The sounds were nearer now:

"Baa! Baa! Baa!"

"Oh, he's coming!" cried Flossie, who stood with her nose pressed flat against a window near the porch.

"Had we better go in?" asked Bert of Harry.

"We really had," answered his cousin.

Uncle Daniel, Mr. Bobbsey and the hired man found some heavy sticks with which to scare the ram if he came too close. The big sheep was not yet in sight, though he could be heard bleating.

"Up this way," directed Uncle Daniel. "We can head him off and drive him into the barnyard, perhaps. Then I can shut him up until I have the fence mended that he knocked down."

"Why not get some salt for him?" suggested Mr. Bobbsey. "If he gets some to eat it may make him gentle, and then you could slip a rope around him and tie him up."
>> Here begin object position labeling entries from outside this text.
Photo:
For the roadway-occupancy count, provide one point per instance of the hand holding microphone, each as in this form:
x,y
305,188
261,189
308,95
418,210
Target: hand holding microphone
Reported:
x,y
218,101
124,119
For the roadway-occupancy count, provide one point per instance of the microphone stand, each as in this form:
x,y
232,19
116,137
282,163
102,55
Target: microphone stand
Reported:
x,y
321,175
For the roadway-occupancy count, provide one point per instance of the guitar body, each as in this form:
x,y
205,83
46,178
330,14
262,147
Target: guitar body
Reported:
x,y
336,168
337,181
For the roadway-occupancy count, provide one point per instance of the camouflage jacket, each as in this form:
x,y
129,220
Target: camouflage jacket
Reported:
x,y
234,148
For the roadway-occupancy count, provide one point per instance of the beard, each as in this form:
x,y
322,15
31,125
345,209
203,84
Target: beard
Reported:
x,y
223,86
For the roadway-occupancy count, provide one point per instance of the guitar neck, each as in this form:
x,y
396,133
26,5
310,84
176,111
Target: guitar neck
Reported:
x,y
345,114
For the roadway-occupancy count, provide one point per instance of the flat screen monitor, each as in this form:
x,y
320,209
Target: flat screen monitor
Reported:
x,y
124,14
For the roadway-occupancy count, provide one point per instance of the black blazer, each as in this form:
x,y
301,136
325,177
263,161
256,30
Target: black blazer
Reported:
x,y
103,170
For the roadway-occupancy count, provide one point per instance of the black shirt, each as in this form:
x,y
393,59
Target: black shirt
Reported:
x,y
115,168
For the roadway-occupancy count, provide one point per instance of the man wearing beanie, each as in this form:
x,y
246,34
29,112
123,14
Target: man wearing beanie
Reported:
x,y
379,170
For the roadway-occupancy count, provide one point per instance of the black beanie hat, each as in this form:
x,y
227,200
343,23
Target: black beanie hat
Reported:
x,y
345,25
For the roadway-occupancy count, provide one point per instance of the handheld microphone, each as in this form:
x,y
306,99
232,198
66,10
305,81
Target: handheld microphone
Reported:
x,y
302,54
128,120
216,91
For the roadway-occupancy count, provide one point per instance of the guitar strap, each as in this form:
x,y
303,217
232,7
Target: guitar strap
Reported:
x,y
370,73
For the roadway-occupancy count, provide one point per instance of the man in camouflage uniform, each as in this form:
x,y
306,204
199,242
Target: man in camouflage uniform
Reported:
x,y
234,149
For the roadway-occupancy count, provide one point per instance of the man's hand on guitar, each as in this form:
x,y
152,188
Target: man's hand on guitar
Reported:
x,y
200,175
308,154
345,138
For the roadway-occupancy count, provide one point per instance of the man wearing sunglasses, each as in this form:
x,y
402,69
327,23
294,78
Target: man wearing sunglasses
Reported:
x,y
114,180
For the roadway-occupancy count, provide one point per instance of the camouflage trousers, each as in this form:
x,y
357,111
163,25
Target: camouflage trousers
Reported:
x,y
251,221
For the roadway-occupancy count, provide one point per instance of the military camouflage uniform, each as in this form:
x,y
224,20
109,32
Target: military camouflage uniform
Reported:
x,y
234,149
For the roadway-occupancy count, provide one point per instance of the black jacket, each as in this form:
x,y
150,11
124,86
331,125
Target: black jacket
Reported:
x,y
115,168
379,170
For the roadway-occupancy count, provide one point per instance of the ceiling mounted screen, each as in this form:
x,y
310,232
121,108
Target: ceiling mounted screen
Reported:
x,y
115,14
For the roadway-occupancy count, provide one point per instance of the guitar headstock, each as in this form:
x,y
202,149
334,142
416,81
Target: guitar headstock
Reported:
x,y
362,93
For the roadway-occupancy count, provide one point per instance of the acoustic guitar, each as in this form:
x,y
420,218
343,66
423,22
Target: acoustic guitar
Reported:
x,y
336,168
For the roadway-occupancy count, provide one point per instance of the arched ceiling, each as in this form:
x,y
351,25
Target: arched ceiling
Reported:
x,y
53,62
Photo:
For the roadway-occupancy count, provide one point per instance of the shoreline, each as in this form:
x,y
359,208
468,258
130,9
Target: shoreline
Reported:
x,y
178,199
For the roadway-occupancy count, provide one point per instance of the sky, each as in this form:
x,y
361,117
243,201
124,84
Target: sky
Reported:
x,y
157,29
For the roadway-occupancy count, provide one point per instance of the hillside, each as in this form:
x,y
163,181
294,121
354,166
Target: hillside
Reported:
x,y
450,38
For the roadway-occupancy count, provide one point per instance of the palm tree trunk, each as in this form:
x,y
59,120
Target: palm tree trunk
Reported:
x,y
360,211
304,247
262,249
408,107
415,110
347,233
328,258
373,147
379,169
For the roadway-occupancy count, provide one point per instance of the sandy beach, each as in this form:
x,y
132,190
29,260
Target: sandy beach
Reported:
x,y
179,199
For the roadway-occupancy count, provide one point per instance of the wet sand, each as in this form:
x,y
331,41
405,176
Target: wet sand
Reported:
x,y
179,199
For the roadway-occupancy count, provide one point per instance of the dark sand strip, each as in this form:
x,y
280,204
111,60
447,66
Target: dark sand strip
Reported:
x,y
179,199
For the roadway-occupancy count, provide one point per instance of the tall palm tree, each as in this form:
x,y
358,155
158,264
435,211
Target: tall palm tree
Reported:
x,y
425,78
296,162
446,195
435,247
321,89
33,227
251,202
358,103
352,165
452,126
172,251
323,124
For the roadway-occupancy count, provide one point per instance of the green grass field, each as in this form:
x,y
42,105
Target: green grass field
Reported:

"That's a good idea!" cried the farmer. "Sam, please go to the house and get some salt," he directed.

Before the hired man returned, the ram had run into the driveway leading to the barn. Just as Uncle Daniel had said, the ram was headed for the house, which he must have remembered as a pleasant place ever since the days when he was a baby lamb. But now the ram was big and strong, and not very good-natured.

He stood for a moment, looking at Uncle Daniel, Mr. Bobbsey and the hired man. Then, pawing the ground with his fore feet, and lowering and shaking his head with its big horns, the ram started forward again.

"Oh, he's going to butt papa!" cried Flossie, who could see, from the window, what was going on.

"Papa will get out of the way, dear," said Mrs. Bobbsey. "Don't worry."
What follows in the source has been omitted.